How to substitute ingredients in Chinese recipes
People get anxious when thinking about cooking Chinese food. The dishes seem so exotic – the ingredients must be strange! A typical question that friends have asked when I share a recipe: “Does it require some weird spice or special ingredient that I have to get at an Asian supermarket?” I’m happy to tell you that in the collection of dishes I prepared for Easy Chinese Recipes In 30 Minutes, all ingredients can be purchased at practically any large supermarket. Soy sauce, sesame oil, scallions, ginger, and tofu are no longer considered hard-to-get ingredients. People use them for ethnic dishes, or sometimes flavorings or enhancers for salads or vegetarian cooking. In fact, you may already have a bottle of soy sauce or a hunk of ginger in your kitchen. Both ingredients will go a long way in this book.
On those rare occasions when a recipe mentions something that’s truly exotic, I always give common substitute ingredients. For example, Chinese rice wine can be replaced by white wine, beer, or water. Don’t have rock sugar? Use brown sugar or even table sugar. One other thing to keep in mind as you prepare your ingredients: Don’t worry if you don’t have the exact quantity. Adjustments, substitutions, and estimates are a normal part of cooking, and can lead to some interesting variations.
Here is a quick list of some common Chinese ingredients and substitutes that will work:
Rice wine: Substitute ingredients include white wine (dry white wine is best) or sake. Beer will work, too. Western spirits are usually too strong to substitute for white wine, though.
Mirin (sweet rice wine): A small amount of table sugar in white wine, or sherry.
Rock sugar: Brown sugar will work, or smaller quantities of white table sugar.
Peanut oil: Vegetable oil is the best substitute ingredient, but olive oil is OK, too. My husband stir-fries some vegetables and mushrooms using a small amount of butter, which works but may burn if the wok temperature is to hot.

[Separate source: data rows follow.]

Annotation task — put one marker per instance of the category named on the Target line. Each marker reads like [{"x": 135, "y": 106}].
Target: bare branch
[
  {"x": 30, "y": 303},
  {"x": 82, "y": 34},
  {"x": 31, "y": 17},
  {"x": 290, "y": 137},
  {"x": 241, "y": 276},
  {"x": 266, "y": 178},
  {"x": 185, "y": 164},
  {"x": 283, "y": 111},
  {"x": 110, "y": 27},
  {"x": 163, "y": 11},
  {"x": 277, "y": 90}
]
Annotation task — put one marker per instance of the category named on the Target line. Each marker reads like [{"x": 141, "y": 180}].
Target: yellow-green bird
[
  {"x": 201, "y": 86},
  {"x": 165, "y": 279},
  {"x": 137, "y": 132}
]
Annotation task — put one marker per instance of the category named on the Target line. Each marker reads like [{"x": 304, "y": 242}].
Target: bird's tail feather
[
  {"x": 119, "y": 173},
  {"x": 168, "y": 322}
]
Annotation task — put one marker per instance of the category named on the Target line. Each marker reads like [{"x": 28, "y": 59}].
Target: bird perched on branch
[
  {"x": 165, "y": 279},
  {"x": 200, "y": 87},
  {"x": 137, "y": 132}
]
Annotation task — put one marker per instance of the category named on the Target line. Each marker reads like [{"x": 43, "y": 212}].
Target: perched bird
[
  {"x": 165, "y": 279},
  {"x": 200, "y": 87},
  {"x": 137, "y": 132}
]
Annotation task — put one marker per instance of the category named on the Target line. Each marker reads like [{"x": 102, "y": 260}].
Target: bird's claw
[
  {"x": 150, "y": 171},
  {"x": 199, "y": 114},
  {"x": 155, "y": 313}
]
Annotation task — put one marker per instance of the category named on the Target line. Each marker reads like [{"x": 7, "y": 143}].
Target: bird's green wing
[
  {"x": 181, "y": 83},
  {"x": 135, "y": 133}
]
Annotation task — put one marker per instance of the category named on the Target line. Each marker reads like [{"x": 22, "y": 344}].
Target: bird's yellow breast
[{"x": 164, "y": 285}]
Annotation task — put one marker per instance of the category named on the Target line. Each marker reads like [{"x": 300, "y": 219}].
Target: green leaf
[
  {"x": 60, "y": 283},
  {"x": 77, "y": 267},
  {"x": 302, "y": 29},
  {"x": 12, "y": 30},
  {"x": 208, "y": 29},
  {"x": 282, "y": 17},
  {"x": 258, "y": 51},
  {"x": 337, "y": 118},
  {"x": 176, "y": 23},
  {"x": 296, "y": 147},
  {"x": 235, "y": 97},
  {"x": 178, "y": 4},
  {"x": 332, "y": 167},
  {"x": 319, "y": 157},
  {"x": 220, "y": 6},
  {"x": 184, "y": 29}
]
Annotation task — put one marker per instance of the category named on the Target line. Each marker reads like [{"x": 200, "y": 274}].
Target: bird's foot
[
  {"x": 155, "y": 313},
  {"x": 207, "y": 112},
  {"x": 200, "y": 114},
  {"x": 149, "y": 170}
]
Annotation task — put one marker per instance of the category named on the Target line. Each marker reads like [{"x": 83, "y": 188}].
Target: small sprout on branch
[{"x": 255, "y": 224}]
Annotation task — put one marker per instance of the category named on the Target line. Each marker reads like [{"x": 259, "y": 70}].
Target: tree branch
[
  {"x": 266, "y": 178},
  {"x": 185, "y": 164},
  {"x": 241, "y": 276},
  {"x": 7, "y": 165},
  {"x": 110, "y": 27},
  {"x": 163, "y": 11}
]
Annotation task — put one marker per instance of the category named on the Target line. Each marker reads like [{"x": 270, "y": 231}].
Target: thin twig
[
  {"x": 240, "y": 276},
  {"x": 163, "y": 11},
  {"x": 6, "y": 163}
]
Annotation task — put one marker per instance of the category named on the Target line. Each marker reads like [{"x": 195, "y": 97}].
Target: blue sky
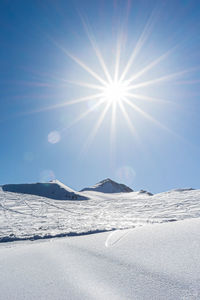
[{"x": 154, "y": 144}]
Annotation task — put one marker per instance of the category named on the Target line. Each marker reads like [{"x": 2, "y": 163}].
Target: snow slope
[
  {"x": 108, "y": 186},
  {"x": 53, "y": 189},
  {"x": 24, "y": 216},
  {"x": 158, "y": 261}
]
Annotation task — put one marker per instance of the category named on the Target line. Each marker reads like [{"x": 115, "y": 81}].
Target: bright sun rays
[{"x": 118, "y": 90}]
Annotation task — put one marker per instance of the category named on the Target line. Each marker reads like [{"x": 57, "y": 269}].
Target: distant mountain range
[
  {"x": 55, "y": 189},
  {"x": 108, "y": 186}
]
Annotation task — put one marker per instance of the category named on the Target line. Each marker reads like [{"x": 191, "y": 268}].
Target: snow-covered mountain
[
  {"x": 108, "y": 186},
  {"x": 53, "y": 189}
]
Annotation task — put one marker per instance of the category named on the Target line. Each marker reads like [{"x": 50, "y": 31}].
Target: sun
[
  {"x": 115, "y": 92},
  {"x": 118, "y": 88}
]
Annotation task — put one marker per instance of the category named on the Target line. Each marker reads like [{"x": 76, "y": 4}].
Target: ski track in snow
[{"x": 32, "y": 217}]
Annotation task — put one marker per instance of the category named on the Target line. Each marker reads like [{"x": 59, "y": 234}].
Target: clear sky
[{"x": 100, "y": 88}]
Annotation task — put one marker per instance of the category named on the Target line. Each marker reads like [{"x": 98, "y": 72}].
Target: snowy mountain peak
[
  {"x": 53, "y": 189},
  {"x": 108, "y": 186}
]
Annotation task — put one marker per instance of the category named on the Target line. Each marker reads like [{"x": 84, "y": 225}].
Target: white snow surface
[
  {"x": 108, "y": 186},
  {"x": 53, "y": 189},
  {"x": 159, "y": 261},
  {"x": 24, "y": 216}
]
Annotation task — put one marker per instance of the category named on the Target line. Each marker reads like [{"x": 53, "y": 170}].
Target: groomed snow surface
[
  {"x": 152, "y": 252},
  {"x": 159, "y": 261}
]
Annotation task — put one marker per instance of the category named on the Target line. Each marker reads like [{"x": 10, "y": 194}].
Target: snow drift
[
  {"x": 53, "y": 189},
  {"x": 150, "y": 262},
  {"x": 108, "y": 186}
]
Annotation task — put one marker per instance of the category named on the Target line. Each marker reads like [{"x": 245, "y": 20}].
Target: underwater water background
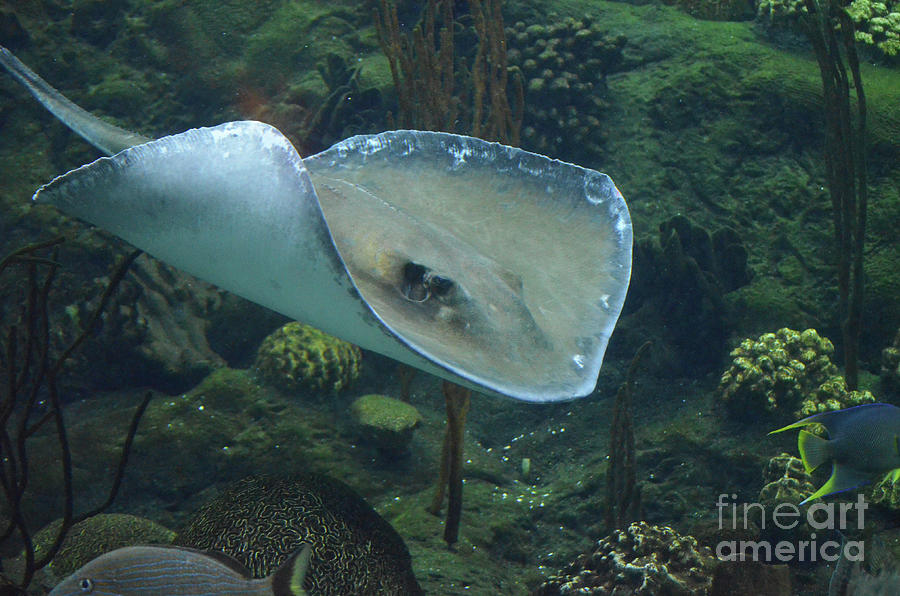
[{"x": 708, "y": 119}]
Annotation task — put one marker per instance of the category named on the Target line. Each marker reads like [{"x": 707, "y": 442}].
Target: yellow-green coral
[
  {"x": 298, "y": 356},
  {"x": 786, "y": 371},
  {"x": 877, "y": 24}
]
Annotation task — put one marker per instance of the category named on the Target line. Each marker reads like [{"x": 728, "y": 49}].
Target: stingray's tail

Scallions: If you don’t have scallions handy, thinly sliced onions can be substituted. I’ve used leeks as a stand-in for dishes like beef with scallions, but increase the amount used (one leek for 3 scallions).
Ginger: This is tough one — the best substitute I’ve found is ginger powder.
Chinese cabbage/bok choi/Napa cabbage: Round cabbages found in American supermarkets can be used if long Chinese cabbages are not available. As a last resort: Lettuce works, particularly for soups.